Two church leaders shared how their churches received outside funding to help with their respective ministry efforts.
Park Avenue United Methodist Church
Park Avenue United Methodist Church in South Minneapolis has received grant funding for decades through a separate nonprofit attached to the church called Park Avenue Youth and Family Services (PAYFS, formerly known as the Park Avenue Foundation). Many churches around the country have developed separate nonprofits in order to attract new funders, partners, and volunteers into their ministries.
Throughout the years, PAYFS has secured foundation, corporate, and government grants for a wide variety of programs, including a computer learning center, a summer program for youth, health and legal clinics, and most recently Tronix, a science enrichment program that works with community partners to reach middle-school students in 22 public schools. Tronix is funded by a number of science and technology companies in the Minneapolis area that are particularly interested in science education as a way to create a strong and capable future workforce.
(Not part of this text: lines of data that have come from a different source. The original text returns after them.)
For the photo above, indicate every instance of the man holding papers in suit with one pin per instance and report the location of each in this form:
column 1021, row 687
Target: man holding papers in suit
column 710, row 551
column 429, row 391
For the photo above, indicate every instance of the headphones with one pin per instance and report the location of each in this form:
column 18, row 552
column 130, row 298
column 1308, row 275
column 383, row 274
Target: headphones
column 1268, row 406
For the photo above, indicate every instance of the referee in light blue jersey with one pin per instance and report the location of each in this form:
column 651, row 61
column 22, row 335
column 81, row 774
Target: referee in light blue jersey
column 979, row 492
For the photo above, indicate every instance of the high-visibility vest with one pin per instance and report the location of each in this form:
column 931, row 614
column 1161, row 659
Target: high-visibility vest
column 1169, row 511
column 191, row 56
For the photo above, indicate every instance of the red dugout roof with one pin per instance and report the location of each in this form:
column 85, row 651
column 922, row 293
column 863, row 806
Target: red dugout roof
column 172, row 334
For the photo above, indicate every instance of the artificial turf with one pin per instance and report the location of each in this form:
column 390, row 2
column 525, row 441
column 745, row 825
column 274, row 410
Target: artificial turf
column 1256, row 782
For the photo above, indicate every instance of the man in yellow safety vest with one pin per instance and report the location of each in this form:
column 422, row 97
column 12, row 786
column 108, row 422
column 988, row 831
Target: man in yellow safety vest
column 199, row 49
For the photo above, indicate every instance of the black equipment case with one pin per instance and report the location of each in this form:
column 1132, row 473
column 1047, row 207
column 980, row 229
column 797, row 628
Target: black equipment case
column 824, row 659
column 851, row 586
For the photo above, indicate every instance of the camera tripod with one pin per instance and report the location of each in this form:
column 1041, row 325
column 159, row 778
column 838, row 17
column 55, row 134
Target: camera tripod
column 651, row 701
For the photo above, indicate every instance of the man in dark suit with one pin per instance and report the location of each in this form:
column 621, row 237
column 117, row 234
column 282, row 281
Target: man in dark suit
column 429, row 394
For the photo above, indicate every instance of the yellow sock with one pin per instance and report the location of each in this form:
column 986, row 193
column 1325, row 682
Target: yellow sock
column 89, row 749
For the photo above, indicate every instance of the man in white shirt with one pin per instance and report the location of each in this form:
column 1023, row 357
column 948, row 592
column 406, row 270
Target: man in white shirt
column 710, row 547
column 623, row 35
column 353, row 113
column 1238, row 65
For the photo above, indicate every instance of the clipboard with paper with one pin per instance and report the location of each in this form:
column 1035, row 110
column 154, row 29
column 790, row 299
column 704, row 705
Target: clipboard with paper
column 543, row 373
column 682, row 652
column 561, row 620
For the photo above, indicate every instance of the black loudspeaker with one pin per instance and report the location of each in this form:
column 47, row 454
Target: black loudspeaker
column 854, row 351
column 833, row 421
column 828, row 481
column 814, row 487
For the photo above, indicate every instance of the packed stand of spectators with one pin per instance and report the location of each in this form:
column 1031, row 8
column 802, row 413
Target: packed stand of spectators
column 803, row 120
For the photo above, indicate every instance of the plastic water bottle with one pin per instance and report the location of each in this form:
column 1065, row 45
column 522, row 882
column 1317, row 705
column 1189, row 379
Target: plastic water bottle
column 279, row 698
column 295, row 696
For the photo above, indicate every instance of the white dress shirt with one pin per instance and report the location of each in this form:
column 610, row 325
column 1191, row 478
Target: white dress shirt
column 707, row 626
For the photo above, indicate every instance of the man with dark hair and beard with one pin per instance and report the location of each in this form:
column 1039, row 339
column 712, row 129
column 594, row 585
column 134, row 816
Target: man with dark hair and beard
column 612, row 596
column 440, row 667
Grants are valuable to PAYFS because they often provide a larger "chunk" of money all at once, which other types of donors can't provide.
But grants pose challenges, too.
Tessa Trepp, director of PAYFS, says grants also bring administrative burdens.
"It's a strong point of integrity for us to be able to meet all the standards of the funder and do what we said we would do," she says. "We have to be honest and accurate in what we report, but it can be challenging to collect data on the impact of our programs."